Additionally, ftr_classifier includes functionality to count word occuances according to the sementically relevant lemmas/stems of the words used to classify sentences. The function for doing this is ftr.count_lemmas(). If already created, result of ftr.prepare() or ftr.classify_df() should be passed to ftr.count_lemmas(), as in ftr.count_lemmas(df=df_class), where df_class == ftr.prepare(df) OR ftr.classify_df(df). ftr.count_lemmas(). If ftr.count_lemmas() does not find a column called final_sentence, it will create it by calling ftr.prepare(). ftr.count_lemmas() returns a dataframe containing the following columns:

  1. language: the language defined in df['language'].
  2. feature: which classification feature the lemma is defined as being a part of, see above.
  3. lemma: the lemma/stem in question. The custom lemmatizer is actually not strictly a lemmatiser, as words from different word classes (i.e. epistemic modal adverbs and adjectives) are "lemmatised" to their adjectival/nominal form. It therefore sometimes behaves more like a stemer, but stems back to a real in-the-dictionary lexeme. The choice of adjectival forms to be the "lemma" is entirely arbitrary. The reasons for the hibrid lemmatising/stemming approach, is that we are interested in Robertson et al. (TKTK), in the semantic domain associated with a given root more so than the subtle differences delineated by similar derived/inflected versions of the same root. For instance, in German, we drop person and number marking of modal verbs, but retain mood marked, as mood marking of modal adverbs alters their modal strength.
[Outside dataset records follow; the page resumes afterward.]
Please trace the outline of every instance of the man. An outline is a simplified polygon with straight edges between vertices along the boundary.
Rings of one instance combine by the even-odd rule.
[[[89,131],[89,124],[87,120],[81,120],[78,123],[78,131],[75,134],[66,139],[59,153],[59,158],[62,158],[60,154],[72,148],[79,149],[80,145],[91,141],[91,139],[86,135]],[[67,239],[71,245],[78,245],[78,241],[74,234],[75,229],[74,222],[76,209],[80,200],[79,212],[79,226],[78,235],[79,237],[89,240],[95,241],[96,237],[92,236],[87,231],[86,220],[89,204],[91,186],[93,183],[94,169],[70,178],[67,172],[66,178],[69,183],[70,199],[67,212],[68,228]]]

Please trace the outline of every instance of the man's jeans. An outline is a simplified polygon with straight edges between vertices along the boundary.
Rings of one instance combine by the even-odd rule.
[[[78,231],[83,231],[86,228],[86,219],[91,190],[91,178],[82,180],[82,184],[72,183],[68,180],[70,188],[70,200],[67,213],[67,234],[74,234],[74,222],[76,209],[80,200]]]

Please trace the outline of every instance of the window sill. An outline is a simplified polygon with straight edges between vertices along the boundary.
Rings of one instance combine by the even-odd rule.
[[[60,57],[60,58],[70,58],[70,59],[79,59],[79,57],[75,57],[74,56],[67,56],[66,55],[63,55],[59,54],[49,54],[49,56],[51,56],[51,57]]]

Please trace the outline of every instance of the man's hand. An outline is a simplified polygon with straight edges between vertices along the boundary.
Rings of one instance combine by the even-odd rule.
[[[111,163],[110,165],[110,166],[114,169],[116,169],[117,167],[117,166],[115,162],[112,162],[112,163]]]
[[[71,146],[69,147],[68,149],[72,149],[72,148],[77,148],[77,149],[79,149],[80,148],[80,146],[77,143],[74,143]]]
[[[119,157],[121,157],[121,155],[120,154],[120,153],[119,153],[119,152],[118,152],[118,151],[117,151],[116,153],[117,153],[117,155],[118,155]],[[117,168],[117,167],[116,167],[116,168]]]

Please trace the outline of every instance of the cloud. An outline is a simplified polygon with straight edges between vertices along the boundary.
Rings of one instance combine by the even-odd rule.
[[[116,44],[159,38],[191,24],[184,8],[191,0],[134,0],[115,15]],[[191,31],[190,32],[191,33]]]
The the subjunctive/konjunktiv II mood is indicated by the suffix _SUBJ, while the indicative is indicated with the suffix _IND.
  4. count: the count of the lemma within each language.
  5. num_responses: the number of responses within the language. This and the next column are included in case researchers wish to normalise counts, in the case they have differing number of responses in each language.
  6. num_words the sum of the number of words in df['final_sentence'] for each language.

cleaning

Finally we provide a function which drops the spacy docs automatically appended to the dataframe when ftr.prepare() or ftr.classify_df() are called. This is because these are memory intensive and sometimes cause display difficulties in the resultant dataframes in some common IDEs, e.g. spyder. Use is clean_df = ftr.clean_spacy(df_class), where df_class == ftr.prepare(df) OR ftr.classify_df(df).

minimal examples

Minimal example scripts are located in ./minimal_examples/. There is an iPython and base python version, which demonstrate the same function calls. Opening minimal_example.ipynb by clicking on it in git will show the interested reader examples of usage with printed results.

changing word lists

If researchers wish to change the word lists, they should clone this repo and open word_lists.py, and alter importing paths so they point locally, as well as the default paths in ftr.classify._save() and ftr.classify._load(), any additions/subtractions can be added as line edits in word_lists.py, when this script is run, it will prompt for the desired lemmas to be saved to path defined in ftr.classify._save() . Eventually, functions to save/load local word lists will be added.